Yes, there is so much wrong in this country.

Not paying workers for travel time in between visiting patients is just another disgrace and seems to me a bit like this zero hours thing where you only get paid for the time that they deem you are working.

Why isn't sorting this out for people a priority for politicians?

MPs are supposed to be representatives of the people not representatives for business.

OP posts:
WetAugust · 11/11/2014 18:09

It's just a symptom of how far the pendulum has swung in favour of business and to the detriment of the ordinary working person.

What we need is a party that puts the working person first. Historically, that was the role of Labour. Now Labour (like the rest of the LibLabCon) is just a vehicle for rich publically education kids with a PPE degree.

Even Mrs T appreciated that people wanted to work in order to own their own homes etc.

Mere pipe dreams for most of the workforce today.

Isitmebut · 12/11/2014 11:14

Claig … the Coalition don’t need any ‘recession, wot recession’ lectures from UKIP on the NHS, nurses or any other LOW PAID workers, as based on UKIP’s last published General Election manifesto, UKIP wanted to slash the public sector numbers, freeze their pensions for many years, and set a 31p Flat Tax/NI rate for workers paying a much lower basic rate now.

“At-a-glance: UKIP general election manifesto”
news.bbc.co.uk/1/hi/uk_politics/election_2010/8617187.stm

• Reduce public sector to 1997 size, diverting two million jobs to manufacturing and industry

• Freeze public sector pensions, bringing them "back into line with typical private sector pension provision".

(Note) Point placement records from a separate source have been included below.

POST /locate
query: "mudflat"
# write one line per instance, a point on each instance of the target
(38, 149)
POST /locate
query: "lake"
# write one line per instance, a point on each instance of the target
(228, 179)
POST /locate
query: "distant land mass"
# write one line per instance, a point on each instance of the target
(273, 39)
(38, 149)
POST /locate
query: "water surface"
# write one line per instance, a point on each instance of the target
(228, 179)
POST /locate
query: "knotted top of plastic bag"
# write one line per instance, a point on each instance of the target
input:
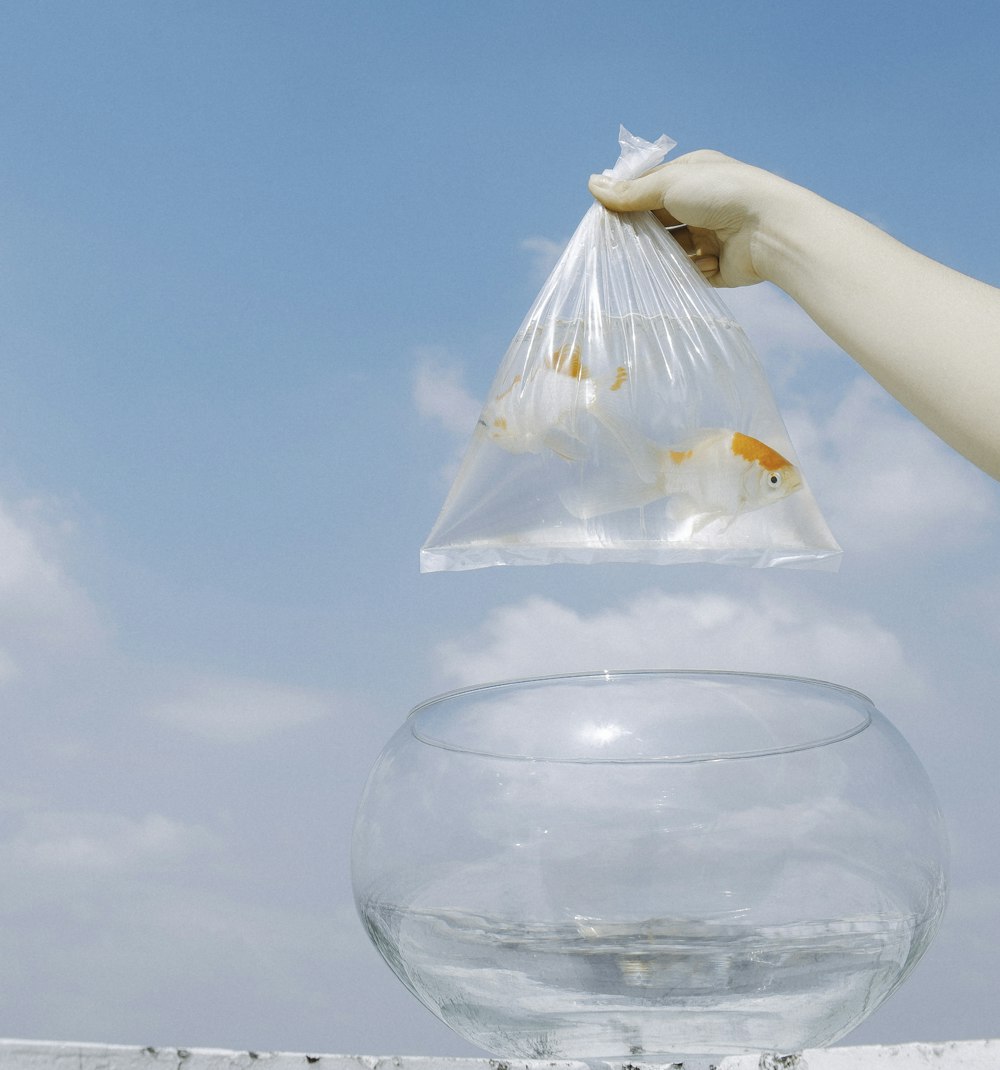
(630, 421)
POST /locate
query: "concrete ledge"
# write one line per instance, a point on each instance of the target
(50, 1055)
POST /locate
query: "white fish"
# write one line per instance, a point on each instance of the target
(540, 410)
(714, 474)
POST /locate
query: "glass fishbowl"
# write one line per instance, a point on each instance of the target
(649, 866)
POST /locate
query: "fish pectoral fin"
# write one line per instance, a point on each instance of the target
(565, 445)
(640, 452)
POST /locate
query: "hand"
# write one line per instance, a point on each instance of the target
(717, 203)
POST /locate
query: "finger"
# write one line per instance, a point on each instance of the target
(621, 195)
(666, 218)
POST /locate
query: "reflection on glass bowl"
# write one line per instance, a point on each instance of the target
(649, 866)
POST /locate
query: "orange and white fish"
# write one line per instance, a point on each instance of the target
(542, 410)
(716, 474)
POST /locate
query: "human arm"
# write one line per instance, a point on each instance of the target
(928, 334)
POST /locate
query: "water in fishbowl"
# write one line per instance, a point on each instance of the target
(648, 990)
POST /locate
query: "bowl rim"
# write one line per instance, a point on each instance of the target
(868, 709)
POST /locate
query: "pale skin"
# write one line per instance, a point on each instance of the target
(928, 334)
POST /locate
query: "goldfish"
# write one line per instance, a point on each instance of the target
(542, 409)
(712, 475)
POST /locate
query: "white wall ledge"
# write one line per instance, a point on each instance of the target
(50, 1055)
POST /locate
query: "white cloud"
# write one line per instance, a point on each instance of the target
(59, 842)
(769, 632)
(440, 394)
(241, 709)
(44, 614)
(888, 484)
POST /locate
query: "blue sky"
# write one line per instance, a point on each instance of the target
(258, 264)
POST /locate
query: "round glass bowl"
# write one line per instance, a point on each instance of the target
(651, 866)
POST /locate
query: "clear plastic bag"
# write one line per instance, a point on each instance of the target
(630, 421)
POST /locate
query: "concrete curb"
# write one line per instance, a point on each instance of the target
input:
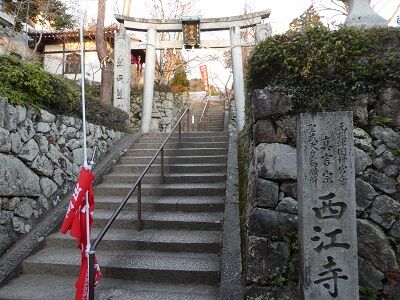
(231, 282)
(10, 262)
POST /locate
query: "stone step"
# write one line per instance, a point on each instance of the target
(190, 134)
(199, 268)
(165, 203)
(192, 189)
(51, 287)
(171, 168)
(187, 134)
(175, 145)
(148, 239)
(161, 220)
(179, 152)
(205, 139)
(130, 159)
(168, 178)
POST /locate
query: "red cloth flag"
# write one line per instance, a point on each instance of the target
(75, 221)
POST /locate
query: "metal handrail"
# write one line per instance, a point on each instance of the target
(138, 185)
(204, 108)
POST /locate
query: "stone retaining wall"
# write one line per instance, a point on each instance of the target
(40, 157)
(167, 108)
(272, 246)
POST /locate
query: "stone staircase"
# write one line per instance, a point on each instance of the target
(175, 256)
(215, 113)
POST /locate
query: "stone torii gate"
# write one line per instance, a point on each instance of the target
(153, 26)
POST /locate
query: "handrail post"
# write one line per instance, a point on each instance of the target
(188, 118)
(162, 166)
(91, 274)
(180, 138)
(139, 207)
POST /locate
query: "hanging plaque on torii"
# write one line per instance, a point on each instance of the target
(191, 29)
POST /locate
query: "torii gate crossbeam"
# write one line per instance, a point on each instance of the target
(152, 26)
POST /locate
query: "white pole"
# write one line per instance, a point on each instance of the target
(238, 81)
(149, 74)
(85, 164)
(83, 89)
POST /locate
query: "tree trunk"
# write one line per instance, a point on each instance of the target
(107, 69)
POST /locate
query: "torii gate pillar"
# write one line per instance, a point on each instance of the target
(238, 81)
(152, 26)
(149, 74)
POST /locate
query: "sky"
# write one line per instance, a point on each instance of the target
(282, 13)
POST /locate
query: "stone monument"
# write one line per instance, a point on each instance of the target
(122, 71)
(361, 14)
(327, 206)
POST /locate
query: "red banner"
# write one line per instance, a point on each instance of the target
(204, 77)
(75, 221)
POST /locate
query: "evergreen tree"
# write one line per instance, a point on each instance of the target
(308, 19)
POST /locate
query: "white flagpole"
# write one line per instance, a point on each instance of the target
(85, 163)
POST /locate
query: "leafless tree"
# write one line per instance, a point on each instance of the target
(170, 60)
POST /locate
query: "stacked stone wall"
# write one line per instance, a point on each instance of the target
(271, 221)
(167, 108)
(40, 157)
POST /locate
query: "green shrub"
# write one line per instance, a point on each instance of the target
(323, 69)
(26, 83)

• Raise tax-free threshold on income to £11,500, followed by a flat rate of 31% to replace current income tax and employees' National Insurance (NI)

Claig ... please explain how a UKIP start rate of tax of 31%, would have helped the lower and middle paid classes in the parliament 2010 to 2015 - during a honking great recession seeing 'real' earnings fall - should UKIP have been elected to government back then?

Otherwise your post after post here saying it is the the 'Westminster elite' is 'out of touch' and UKIP has the answers, seems rather....well...lets say disingenuous at best.